В 23:46 по восточному времени трансатлантический телеграфный кабель внезапно и необъяснимо умолк.
Это была эра легендарных кораблей: Великий Белый флот, лайнеры компаний «Кунард» и «Уайт стар лайн», «Тевтоника», «Мавритания» и прочие имперские мастодонты.
Кроме того, это была заря эпохи беспроволочного радиотелеграфа, детища Маркони. Молчание трансатлантического кабеля могло иметь причиной любую из великого множества простых катастроф. Молчание европейских континентальных радиостанций было куда более зловещим.

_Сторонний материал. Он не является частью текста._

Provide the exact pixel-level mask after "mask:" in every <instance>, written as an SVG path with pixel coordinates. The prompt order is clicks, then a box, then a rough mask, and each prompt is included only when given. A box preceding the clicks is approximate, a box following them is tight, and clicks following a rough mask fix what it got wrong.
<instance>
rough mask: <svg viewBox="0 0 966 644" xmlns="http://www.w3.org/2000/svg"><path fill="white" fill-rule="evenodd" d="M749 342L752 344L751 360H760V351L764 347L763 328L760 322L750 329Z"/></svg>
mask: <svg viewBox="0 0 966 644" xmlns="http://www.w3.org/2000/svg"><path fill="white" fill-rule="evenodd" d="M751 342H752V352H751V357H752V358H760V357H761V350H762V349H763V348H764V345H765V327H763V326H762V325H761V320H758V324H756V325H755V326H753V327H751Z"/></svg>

Радисты лихорадочно слали сообщения и запросы через холодную, сонную Северную Атлантику. Никто не получал ни сигнала CQD
[1], ни нового сигнала бедствия, SOS, ничего такого, что свидетельствовало бы о разыгравшейся в океане драме кораблекрушения, однако некоторые суда таинственным образом перестали выходить на связь, в том числе «Олимпик» компании «Уайт стар» и «Кронпринцессин Цецилия» компании «Гамбург – Америка» – флагманские лайнеры, на которых еще считаные минуты назад толстосумы из десятка различных стран толпились у заиндевевших лееров, чтобы поглазеть на феномен, расцветивший яркими отблесками по-зимнему темную океанскую гладь.